Когда кто–то спрашивает: «Является ли человек человеком?», мы, не колеблясь, отвечаем: «да», потому что в первое мгновение не думаем, что спрашивающий, возможно, говорит о слове «человек», имея в виду слово, а не живое существо (Об учит. 24). Когда мы «понимаем» сказанное, мы понимаем не знак, но то, что он означает. Знак — это только напоминание. Существенная часть общения происходит на другом уровне, чем уровень знаков, говорит Августин. Тот, кто не знает заранее, что означает то или иное слово, не может только из самого слова понять, что оно означает. Слова сами не могут объяснить связи между собой и тем, что они означают. Если бы слова могли сами себя объяснять, не существовало бы такого множества языков.

Но слово может вызвать воспоминания. Если бы у нас были только слова, а не воспоминания, мы бы никогда не мотли разоблачить ложь и ошибки (Об учит. 46). Опыт или учитель–человек не могут сообщить нам ничего нового. Настоящий учитель — это истина, общая у учителя и ученика, которую они несут в своей душе. Все знания происходят от Христа, являющегося внутренним светом и внутренним учителем: «Обо всем, постижимом для нас, мы спрашиваем не у того, кто говорит, тем самым произнося звуки внешним образом, а у самой внутренне присущей нашему уму истины, побуждаемые к тому, пожалуй, словами. Тот же, у кого мы спрашиваем и кто нас учит, есть обитающий во внутреннем человеке Христос (Еф. 3, 16–17), т. е. непреложная Божья сила и вечная премудрость; хотя к ней обращается с вопросами всякая разумная душа, она открывается каждому из нас лишь настолько, насколько тот в состоянии принять, в зависимости от своей худой или доброй воли» (Об учит. 38). Августин имеет в виду слова апостола Павла: «Разве не знаете, что вы храм Божий, и Дух Божий живет в вас?» (1 Кор. 3, 16), и «Да даст вам, по богатству славы Своей, крепко утвердиться Духом Его во внутреннем человеке» (Еф. 3,16).
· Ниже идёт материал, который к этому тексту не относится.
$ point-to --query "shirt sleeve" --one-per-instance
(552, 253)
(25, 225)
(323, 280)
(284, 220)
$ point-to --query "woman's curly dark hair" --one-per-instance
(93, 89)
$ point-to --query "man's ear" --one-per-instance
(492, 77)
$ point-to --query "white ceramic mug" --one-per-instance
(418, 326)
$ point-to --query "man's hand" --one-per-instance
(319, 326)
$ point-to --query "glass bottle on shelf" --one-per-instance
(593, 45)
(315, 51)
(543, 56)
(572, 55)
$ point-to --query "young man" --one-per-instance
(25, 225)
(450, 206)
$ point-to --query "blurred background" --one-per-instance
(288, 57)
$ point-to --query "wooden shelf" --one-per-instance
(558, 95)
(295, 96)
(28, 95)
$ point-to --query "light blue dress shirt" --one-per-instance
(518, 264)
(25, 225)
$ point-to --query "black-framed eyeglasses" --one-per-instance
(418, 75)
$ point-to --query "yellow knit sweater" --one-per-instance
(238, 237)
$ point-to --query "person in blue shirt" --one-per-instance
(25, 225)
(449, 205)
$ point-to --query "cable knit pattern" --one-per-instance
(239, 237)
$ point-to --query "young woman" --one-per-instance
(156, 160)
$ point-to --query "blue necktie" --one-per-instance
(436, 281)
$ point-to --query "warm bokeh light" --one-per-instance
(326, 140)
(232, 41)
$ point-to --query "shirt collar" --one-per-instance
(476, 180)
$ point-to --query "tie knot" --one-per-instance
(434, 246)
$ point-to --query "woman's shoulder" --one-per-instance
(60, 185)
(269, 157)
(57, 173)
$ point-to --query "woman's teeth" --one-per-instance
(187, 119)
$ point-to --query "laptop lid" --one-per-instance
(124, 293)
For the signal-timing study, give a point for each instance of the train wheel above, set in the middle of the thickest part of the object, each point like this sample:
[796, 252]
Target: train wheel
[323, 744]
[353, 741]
Языческая римская культура присутствует в диалоге Августина, когда он говорит о языке жестов в театре и пантомимах и когда обращается к латинским текстам Вергилия, Персия и Теренция. Кроме того, сами диалоги куда больше напоминают Цицерона, чем какого–либо христианского писателя. Поразительна ссылка на сотворение мира, как на пантомиму, где солнце, луна, море, земля и все живые существа представляют собой мудрость Божию в природе для нас «созерцающих» (Об учит. 32).
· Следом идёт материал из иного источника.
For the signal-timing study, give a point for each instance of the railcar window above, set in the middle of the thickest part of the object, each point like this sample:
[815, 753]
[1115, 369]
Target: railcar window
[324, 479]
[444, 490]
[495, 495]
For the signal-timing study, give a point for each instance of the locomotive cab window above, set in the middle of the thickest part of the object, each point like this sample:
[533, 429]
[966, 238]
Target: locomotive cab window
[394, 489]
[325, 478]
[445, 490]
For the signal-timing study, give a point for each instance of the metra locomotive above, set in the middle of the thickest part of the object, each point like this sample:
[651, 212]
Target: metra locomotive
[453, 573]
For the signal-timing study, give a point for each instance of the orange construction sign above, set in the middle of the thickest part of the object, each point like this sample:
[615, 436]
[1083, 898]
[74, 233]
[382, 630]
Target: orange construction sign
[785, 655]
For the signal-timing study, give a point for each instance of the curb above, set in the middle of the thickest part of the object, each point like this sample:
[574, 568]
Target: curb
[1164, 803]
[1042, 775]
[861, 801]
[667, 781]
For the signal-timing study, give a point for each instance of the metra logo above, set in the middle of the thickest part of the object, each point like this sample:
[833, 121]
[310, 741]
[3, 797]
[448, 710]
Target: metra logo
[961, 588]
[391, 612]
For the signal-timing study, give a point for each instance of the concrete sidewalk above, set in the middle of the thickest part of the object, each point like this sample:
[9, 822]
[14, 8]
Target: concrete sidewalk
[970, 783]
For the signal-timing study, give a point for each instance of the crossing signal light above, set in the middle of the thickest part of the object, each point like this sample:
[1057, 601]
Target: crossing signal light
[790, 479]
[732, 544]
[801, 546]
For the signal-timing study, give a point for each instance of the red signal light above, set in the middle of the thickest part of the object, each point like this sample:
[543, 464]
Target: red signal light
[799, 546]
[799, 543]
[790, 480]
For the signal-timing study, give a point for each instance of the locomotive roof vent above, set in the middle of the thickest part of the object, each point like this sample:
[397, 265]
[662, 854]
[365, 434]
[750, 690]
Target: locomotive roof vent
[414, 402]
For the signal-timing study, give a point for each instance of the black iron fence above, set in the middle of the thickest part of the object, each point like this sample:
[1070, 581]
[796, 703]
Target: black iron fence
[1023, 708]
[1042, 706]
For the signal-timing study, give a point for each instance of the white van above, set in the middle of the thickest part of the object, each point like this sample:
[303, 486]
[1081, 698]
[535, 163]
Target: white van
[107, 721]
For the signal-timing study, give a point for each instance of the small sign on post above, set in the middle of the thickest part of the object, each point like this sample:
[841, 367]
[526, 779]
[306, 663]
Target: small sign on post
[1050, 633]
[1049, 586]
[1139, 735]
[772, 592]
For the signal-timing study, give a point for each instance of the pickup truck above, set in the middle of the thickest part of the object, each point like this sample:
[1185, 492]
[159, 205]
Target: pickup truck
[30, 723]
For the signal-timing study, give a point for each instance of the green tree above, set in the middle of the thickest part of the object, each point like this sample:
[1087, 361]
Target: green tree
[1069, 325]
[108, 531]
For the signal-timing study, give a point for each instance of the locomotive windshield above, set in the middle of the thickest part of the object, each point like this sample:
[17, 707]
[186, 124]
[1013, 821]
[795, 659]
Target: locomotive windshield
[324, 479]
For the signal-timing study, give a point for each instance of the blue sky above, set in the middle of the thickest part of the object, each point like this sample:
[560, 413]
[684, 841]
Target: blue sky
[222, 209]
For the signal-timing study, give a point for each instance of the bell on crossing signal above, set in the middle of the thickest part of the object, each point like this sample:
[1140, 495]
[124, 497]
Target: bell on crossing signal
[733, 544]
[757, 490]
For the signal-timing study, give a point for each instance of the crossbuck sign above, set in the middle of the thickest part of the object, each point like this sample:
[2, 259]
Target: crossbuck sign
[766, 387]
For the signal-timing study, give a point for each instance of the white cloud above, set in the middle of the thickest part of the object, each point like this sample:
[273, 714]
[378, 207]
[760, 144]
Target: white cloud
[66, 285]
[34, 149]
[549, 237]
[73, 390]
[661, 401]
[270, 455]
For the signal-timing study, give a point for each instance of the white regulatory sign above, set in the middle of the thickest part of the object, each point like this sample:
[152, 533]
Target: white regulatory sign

В Прологе Иоанна рассказ о Слове, ставшем плотью, о Творении и инкарнации становится таким образом ключом к знаковой теории Августина и его учению о познании (Исп. XI, 8). Мы не могли бы помнить, что мы что–то забыли без «внутреннего учителя», говорит Августин (О граде Бож. XI, 25). В трактате «О Троице» он также развивает теорию о том, что «внутреннее слово» (verbum interius) первично по отношению ко всем чувственным проявлениям (О Троице, XV, 11 и 15). Внутренний человек просвещается истиной, живущей в душе, которая есть Христос, то есть вечная и неизменная мудрость Божия. «И не называйтесь наставниками, ибо один у вас Наставник — Христос» (Мф. 23,10).
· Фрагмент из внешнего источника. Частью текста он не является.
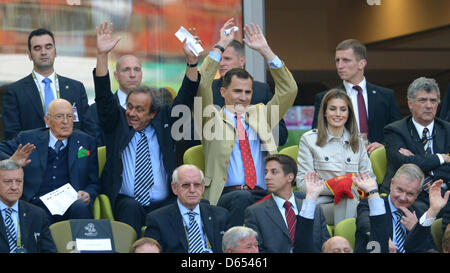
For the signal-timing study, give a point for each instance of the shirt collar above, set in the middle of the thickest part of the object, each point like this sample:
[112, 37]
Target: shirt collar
[53, 139]
[39, 77]
[122, 98]
[15, 207]
[420, 127]
[280, 201]
[349, 86]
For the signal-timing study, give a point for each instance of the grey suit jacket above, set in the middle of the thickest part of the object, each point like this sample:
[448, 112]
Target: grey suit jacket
[273, 236]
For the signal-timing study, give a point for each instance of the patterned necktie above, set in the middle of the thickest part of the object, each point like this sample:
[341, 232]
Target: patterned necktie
[290, 219]
[194, 236]
[10, 230]
[362, 113]
[58, 146]
[48, 93]
[249, 165]
[400, 234]
[428, 179]
[143, 173]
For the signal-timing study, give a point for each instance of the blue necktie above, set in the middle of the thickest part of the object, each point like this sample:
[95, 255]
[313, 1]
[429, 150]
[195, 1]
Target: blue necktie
[48, 93]
[194, 236]
[143, 180]
[399, 232]
[10, 230]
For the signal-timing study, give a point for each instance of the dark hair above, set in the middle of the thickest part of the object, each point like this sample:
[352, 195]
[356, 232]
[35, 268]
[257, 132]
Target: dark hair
[287, 163]
[155, 105]
[359, 49]
[238, 47]
[39, 32]
[350, 124]
[238, 72]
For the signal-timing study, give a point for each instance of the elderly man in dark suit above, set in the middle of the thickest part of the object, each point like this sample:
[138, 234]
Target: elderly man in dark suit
[276, 218]
[374, 106]
[188, 226]
[390, 224]
[140, 150]
[421, 139]
[62, 155]
[19, 218]
[25, 102]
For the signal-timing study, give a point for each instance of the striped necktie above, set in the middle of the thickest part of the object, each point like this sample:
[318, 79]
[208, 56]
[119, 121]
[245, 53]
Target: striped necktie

Всякое познание есть узнавание заново. Слова могут рассказать нам только то, что мы уже знали раньше. Nunqmm discern: «Мы никогда ничему не учимся у других». Разумеется, это вовсе не означает, что бесполезно читать проповеди или быть учителем в школе. Это говорит лишь о том, что, когда человек учится чему–то или учит чему–то, происходит это совсем не так, как он себе это представляет. Истина существует всегда — если она вообще существует — внутри человека, а не вовне его среди знаков. Это заключение подкрепляется один раз в диалоге «Об учителе», в котором Адеодат сам обнаруживает взаимосвязь между внешним и внутренним «просвещением». Адеодат умер рано, в 391 году. После его смерти у Августина уже не осталось никаких семейных обязательств. Тем не менее он не был одинок. Он собрал вокруг себя своих единомышленников в монастыре и позже — в своей общине.